Возрождение Феникса. Том 1 - Григорий Володин
Сначала мы обсуждаем картины. Об истории российской живописи я знаю мало, лишь поверхностно нахватался из сети, но, зато, могу оценивать произведения в плане искусности техник и верно подобранной манеры исполнения. Хватает опыта созерцания произведений искусства разных Галактик.
— Вот здесь с тенями художник немного поленился, — киваю на пейзаж овсяного поля.
— Что вы говорите? — хлопает глазами девушка. — Это же «Овес»!
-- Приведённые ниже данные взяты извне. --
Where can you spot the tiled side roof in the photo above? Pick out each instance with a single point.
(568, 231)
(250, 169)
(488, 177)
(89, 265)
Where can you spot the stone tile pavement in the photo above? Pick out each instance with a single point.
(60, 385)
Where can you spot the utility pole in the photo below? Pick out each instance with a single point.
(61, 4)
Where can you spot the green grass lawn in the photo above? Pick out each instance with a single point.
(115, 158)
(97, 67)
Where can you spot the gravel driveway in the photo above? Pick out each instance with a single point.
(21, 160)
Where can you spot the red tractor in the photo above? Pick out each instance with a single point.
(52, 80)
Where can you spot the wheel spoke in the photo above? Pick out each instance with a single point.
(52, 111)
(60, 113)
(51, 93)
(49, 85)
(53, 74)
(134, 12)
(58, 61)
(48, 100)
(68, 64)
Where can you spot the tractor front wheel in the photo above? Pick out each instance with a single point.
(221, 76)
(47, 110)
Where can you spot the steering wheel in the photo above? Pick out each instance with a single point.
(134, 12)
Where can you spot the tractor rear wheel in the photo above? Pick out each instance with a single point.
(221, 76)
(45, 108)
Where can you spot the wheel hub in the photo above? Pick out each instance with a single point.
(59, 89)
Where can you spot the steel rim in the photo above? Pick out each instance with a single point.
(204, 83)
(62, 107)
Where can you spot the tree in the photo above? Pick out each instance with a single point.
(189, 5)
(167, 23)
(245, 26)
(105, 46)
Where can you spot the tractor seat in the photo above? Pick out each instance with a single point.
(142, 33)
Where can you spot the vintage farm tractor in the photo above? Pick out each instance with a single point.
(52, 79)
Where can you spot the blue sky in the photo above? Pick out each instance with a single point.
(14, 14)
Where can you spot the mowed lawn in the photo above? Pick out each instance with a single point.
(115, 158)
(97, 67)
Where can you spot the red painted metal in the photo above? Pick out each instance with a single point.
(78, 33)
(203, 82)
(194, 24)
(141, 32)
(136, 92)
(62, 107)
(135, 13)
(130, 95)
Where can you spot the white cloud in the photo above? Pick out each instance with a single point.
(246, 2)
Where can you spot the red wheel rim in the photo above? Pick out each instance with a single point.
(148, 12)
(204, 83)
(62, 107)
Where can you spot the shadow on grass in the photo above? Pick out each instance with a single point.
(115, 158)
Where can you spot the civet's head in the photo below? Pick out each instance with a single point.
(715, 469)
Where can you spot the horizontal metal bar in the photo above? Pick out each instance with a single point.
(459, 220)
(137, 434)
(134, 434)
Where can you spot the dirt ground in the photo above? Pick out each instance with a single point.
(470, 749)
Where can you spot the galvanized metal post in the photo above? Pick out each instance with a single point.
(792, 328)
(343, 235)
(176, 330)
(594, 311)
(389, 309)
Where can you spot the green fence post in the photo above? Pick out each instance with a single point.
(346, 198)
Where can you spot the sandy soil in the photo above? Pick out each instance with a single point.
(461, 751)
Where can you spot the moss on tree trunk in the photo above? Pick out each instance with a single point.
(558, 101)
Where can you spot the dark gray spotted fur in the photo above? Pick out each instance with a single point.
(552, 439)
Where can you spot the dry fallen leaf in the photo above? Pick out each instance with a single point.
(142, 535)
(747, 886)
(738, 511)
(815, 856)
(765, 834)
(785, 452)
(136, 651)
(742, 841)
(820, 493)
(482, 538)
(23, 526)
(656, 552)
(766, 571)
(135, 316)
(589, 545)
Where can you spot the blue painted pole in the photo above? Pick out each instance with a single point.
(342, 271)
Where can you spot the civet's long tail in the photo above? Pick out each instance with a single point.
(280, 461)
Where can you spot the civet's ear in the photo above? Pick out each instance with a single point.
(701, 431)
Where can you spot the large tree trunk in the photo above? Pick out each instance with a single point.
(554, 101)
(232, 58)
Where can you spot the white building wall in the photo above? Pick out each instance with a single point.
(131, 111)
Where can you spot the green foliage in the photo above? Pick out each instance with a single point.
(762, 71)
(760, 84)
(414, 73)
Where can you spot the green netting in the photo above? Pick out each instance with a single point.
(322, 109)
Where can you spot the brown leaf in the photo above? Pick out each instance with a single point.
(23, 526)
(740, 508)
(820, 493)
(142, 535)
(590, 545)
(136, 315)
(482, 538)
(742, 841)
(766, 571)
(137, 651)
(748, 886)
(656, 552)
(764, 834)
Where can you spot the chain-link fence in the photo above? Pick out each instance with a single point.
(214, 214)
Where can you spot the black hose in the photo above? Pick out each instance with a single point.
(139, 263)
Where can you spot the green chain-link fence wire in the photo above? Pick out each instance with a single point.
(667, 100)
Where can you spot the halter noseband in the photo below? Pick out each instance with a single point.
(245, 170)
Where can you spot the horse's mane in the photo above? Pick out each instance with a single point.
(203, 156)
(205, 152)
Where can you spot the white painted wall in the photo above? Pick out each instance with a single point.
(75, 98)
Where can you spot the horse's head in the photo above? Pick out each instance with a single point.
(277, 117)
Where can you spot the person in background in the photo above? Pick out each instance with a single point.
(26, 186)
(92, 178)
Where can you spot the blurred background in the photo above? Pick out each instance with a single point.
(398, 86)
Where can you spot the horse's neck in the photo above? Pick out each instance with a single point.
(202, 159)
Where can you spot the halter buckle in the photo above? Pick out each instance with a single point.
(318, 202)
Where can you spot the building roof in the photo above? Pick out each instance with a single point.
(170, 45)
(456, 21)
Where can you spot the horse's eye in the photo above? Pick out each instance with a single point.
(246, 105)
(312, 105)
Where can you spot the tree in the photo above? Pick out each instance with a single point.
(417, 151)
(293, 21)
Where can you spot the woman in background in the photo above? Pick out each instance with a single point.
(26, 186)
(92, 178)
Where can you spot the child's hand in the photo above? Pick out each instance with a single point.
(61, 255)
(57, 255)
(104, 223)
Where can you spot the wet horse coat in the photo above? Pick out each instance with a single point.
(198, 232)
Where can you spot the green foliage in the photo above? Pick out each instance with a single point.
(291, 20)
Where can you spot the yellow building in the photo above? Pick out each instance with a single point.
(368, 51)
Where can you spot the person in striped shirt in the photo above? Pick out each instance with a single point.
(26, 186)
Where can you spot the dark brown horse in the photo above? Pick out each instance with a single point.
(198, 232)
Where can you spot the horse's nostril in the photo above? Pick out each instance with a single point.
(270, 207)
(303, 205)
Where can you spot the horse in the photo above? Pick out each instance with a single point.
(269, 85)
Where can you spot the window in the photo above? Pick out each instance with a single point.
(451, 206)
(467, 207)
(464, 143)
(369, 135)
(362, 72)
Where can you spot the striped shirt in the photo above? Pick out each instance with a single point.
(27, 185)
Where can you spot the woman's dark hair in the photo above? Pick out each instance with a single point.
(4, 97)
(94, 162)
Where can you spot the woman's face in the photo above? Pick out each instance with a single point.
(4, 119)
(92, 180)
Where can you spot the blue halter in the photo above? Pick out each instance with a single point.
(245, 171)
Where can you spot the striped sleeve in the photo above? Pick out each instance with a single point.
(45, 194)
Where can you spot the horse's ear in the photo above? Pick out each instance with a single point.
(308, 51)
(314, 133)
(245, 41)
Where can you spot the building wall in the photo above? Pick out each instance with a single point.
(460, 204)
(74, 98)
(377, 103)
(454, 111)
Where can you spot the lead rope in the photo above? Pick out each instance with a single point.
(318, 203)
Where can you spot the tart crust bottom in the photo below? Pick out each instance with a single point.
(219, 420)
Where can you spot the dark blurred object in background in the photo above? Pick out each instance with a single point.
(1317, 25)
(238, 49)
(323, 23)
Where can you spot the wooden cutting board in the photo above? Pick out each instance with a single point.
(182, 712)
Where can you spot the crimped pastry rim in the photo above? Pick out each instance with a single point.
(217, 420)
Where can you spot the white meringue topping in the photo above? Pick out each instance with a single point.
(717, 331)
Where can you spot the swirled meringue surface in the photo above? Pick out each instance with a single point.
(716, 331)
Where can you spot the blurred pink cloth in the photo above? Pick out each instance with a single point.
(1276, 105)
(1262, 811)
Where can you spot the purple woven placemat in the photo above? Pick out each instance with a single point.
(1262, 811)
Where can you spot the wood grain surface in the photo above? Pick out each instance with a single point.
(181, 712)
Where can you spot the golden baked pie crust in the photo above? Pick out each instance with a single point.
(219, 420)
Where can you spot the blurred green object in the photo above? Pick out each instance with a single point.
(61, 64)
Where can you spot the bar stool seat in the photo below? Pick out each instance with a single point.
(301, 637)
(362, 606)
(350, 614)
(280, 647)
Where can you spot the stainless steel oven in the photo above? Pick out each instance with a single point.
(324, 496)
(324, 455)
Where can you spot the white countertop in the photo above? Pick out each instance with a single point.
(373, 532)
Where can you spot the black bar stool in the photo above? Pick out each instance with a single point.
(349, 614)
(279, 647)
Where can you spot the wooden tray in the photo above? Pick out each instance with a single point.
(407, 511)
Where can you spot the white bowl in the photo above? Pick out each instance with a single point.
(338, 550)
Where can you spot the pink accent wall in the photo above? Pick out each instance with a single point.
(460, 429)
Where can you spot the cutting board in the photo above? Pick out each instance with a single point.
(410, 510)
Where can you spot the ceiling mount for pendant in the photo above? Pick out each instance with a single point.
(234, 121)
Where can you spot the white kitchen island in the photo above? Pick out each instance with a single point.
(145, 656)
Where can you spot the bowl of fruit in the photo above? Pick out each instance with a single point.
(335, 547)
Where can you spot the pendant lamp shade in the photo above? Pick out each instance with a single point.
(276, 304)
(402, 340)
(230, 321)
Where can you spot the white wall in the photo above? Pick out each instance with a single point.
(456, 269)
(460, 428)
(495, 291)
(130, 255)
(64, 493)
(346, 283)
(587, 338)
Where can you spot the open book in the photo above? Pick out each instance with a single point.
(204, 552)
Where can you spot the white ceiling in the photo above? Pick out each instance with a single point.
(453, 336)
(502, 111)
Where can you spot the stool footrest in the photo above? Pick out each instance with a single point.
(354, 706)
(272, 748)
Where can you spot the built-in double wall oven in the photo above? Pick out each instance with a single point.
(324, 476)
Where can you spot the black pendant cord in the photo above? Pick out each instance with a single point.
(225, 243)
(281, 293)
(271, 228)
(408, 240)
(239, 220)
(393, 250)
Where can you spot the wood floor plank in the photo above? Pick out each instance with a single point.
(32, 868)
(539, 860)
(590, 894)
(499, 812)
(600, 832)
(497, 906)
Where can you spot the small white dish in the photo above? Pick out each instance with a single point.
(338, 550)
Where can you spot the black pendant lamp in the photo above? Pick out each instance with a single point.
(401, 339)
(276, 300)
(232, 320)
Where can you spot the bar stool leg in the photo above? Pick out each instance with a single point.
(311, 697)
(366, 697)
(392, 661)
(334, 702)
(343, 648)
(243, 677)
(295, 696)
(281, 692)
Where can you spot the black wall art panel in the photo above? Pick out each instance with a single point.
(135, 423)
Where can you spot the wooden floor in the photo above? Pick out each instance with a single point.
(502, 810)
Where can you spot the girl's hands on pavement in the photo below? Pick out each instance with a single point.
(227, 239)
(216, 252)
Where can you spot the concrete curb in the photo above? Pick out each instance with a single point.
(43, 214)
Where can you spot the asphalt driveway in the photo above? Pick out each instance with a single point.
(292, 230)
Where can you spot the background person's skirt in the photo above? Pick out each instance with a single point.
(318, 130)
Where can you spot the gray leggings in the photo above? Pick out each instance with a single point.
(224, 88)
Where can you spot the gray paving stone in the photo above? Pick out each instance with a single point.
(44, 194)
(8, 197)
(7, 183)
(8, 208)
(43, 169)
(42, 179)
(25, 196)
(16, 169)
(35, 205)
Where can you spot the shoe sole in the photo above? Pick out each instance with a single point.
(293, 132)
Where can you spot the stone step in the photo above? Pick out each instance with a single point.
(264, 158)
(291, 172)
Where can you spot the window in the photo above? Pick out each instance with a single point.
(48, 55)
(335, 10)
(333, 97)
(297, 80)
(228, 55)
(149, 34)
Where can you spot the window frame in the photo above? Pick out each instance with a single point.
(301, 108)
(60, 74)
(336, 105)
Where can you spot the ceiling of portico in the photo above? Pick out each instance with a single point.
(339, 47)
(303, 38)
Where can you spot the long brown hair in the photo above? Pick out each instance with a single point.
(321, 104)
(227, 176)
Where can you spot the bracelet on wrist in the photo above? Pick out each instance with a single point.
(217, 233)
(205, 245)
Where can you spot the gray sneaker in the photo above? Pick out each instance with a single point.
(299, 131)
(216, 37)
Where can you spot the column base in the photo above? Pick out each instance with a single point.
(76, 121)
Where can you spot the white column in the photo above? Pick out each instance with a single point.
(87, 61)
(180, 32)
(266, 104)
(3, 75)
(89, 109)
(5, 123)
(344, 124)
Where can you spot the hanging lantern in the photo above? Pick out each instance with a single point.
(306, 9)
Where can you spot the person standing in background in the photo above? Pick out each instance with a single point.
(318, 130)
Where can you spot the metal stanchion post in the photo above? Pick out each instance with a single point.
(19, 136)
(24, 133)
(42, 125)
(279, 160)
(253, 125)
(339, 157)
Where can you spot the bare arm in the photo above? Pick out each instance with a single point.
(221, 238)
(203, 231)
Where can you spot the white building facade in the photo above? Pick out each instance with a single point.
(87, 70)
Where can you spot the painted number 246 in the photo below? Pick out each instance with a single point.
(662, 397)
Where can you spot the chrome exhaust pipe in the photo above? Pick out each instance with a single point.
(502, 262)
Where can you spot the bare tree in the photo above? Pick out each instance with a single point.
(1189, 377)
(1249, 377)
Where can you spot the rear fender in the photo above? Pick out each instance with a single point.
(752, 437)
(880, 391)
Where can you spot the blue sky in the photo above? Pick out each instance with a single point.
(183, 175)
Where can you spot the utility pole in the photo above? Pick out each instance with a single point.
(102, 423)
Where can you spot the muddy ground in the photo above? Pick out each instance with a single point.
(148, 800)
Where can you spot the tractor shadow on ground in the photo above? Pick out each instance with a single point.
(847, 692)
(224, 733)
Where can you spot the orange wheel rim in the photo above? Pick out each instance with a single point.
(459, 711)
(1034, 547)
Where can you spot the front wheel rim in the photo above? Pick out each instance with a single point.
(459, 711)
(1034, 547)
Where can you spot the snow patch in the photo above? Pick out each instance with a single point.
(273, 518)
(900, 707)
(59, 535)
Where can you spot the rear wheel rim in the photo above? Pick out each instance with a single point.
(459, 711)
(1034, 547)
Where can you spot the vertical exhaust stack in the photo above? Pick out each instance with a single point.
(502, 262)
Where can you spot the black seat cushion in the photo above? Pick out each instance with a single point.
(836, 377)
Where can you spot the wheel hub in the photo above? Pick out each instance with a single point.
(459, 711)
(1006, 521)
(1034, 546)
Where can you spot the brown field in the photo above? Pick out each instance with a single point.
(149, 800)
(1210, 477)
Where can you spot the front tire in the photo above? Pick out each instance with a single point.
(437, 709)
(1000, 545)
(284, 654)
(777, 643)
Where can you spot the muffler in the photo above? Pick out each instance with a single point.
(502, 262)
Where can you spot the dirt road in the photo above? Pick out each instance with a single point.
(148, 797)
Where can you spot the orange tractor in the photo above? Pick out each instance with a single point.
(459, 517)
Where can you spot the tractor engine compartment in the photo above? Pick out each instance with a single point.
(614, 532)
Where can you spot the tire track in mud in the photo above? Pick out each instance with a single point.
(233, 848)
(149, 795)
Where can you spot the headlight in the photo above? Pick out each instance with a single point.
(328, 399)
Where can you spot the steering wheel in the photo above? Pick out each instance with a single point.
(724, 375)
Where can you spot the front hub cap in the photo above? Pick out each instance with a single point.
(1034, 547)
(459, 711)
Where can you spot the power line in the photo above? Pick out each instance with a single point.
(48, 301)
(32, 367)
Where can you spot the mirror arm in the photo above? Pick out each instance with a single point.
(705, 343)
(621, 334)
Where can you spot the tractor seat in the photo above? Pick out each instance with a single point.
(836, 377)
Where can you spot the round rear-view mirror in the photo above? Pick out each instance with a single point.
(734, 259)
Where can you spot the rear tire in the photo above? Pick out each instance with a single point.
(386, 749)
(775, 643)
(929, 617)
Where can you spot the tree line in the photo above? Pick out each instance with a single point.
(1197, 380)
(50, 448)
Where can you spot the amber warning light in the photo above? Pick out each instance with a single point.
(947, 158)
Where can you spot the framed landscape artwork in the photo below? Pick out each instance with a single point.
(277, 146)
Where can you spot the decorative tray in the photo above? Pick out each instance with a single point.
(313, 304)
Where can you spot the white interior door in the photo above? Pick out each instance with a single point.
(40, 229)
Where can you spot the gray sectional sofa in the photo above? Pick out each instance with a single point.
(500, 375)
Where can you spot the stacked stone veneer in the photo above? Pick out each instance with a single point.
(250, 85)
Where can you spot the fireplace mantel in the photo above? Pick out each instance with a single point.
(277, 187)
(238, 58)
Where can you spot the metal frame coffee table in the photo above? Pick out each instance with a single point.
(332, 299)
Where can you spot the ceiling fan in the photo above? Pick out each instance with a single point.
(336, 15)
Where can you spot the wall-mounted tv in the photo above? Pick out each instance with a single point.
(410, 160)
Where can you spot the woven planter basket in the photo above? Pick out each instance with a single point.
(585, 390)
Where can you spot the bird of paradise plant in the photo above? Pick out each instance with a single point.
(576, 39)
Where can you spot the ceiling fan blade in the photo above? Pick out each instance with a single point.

— Уж вижу, что не кукуруза, — улыбаюсь. — А посмотрите на грунт, тени колосьев будто не законченные. Тут бы довести дело до конца свободной кистью с чередующимися пастозными и лессировочными приемами, но не сложилось.
— И ведь и правда… — всматривается в масляные краски Людмила. — Ну у вас и глазомер, Арсений! Пока не сказали, я и не замечала, а теперь не могу развидеть. Вы плохой человек! — игриво сверкают ее глазки. — Ужасно плохой!
— Ну и ладно, — не расстраиваюсь. — Пускай. Слышал, что хорошеньким девушкам как раз нравятся плохие парни, — подмигиваю, и она смущается.
— А если я не такая? — уже почти флиртует барышня. — Станете ради меня хорошим?
— Зачем? — делаю непонимающее лицо. — Чтобы не мешать вам любоваться на скверные картины?
— Да вы нахал! — толкает Люда меня локтем, хитро прищурившись.
Спустя еще пару минут такого пустого веселого разговора она вдруг пытается оправдать подругу, о которой я успел позабыть:
— Извините Анфису, Арсений, уверяю, что не в ее характере быть такой грубой.
— Видимо, у сударыни были причины вести себя так.
— Даже и так, но не думаю, что у грубости могут быть уважительные причины, кроме, разве что, такой же грубости.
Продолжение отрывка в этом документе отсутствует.